Die jungen Thierseer

Biographie

Lässig, locker drauf und ganz gewiss „nicht auf den Mund gefallen“ – das sind die Jungen Thierseer. Doch wenn man mit Roland, Bastian, Hubert und Stefan redet, merkt man schnell, dass die vier vor allem eines auszeichnet: ihre Freude an der Musik.

Diese hört und spürt man einfach, egal ob sie nun im Freundeskreis, auf einer Familienfeier, im ausverkauften Zeltfest oder auf der großen Musikantenstadl-Bühne spielen. Und mit ihrer Begeisterung schaffen sie es, Musikfans aus Nah und Fern anzustecken.

Begonnen hat alles im Jahr 2007 mit einem Musikschulprojekt, bei dem Roland und Stefan gemeinsam musiziert haben. Die Chemie zwischen den beiden hat auf Anhieb gepasst und aus dem Projekt wurden regelmäßigere Treffen. Bald holten sie sich mit Hubert und Bastian Unterstützung mit ins Boot und spielten eigene Arrangements. Dass aus diesen Spielereien einmal mehr werden könnte, hätten sie sich nie gedacht, auch wenn das Feedback stets positiv war.

Teures Equipment und aufwendige Ausstattungen hatten sie damals noch nicht, denn das Geld dafür mussten sich die jungen Musiker erst verdienen. Daher spielten sie anfangs hauptsächlich unplugged. Gerade dies kam aber sehr gut an und bald hatten die Jungen Thierseer einen ganz außergewöhnlichen Auftritt an Land gezogen: Unplugged sollten sie auf der bekannten Weißwurst-Party im Stangl-Wirt in Going spielen! Dabei wäre dies beinahe nicht zustande gekommen, schmunzelt Roland: „Wir waren ja alle erst 16 und hatten noch keinen Führerschein, zum Glück war ein Freund so nett und hat uns hingefahren!“

Nun waren sie aber so richtig auf den Geschmack gekommen und ab Herbst 2012 begannen sie, als fixe Vierer-Formation, bestehend aus Roland (Akkordeon, Steirische Harmonika), Stefan (Rhythmus Gitarre), Bastian (Klarinette, Saxophon) und Hubert (Trompete, E-Bass) zu spielen.
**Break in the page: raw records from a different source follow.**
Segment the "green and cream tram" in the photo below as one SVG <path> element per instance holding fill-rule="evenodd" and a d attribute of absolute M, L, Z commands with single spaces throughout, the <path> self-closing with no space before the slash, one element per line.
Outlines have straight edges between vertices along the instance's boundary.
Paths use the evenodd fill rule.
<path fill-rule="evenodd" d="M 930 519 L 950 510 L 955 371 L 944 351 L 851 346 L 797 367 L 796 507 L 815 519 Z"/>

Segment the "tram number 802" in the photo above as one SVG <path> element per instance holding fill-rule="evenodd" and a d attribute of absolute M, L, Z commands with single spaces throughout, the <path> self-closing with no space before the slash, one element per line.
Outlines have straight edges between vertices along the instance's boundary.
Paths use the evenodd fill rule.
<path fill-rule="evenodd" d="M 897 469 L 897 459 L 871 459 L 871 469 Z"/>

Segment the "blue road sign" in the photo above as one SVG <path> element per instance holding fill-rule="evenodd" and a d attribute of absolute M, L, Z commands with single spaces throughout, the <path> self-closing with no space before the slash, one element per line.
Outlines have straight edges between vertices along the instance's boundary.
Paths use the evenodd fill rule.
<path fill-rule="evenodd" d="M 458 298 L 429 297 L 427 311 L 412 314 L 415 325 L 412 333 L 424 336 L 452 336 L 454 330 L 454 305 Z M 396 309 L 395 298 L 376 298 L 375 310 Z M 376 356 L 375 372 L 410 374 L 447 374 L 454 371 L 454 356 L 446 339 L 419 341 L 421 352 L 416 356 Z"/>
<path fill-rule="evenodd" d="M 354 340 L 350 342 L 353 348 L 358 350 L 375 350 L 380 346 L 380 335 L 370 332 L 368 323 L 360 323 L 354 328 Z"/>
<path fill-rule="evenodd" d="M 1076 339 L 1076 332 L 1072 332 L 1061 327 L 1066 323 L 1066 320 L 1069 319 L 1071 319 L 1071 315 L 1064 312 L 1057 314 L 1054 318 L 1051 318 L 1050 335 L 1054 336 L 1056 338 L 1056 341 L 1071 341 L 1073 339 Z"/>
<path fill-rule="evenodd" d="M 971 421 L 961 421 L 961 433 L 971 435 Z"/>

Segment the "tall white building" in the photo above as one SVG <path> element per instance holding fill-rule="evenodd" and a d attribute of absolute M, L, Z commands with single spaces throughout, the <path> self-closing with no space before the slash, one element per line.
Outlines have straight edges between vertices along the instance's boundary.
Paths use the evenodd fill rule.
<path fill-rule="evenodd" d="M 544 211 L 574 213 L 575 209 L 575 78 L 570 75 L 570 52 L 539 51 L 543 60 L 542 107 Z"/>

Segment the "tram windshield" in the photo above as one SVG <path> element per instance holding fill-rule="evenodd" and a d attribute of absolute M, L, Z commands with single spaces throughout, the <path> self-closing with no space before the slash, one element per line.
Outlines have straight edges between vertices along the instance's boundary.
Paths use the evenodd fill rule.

Auf Bällen, Zeltfesten und Hochzeiten konnten sie Erfahrungen sammeln. „Nebenbei“ fanden sie auch die Zeit, an ihrem Debüt-Album „Hey, du Diandl“ zu feilen, das sie in Zusammenarbeit mit René Prasky (Prasky Records/ inzwischen Bogner Records) verwirklichten.

Die vielen eigenen Kompositionen und Arrangements im Oberkrainer-Stil konnten nicht nur das junge Publikum überzeugen. Mit der Single-Auskopplung „Hey, du Diandl“ aus der Feder von Roland konnten sie gar die ORF Radio Tirol Hitparade zweimal in Folge für sich entscheiden. „Das ist schon ein tolles Gefühl, wenn man das eigene Lied beim Frühstück im Radio hört“, freut sich der junge Komponist.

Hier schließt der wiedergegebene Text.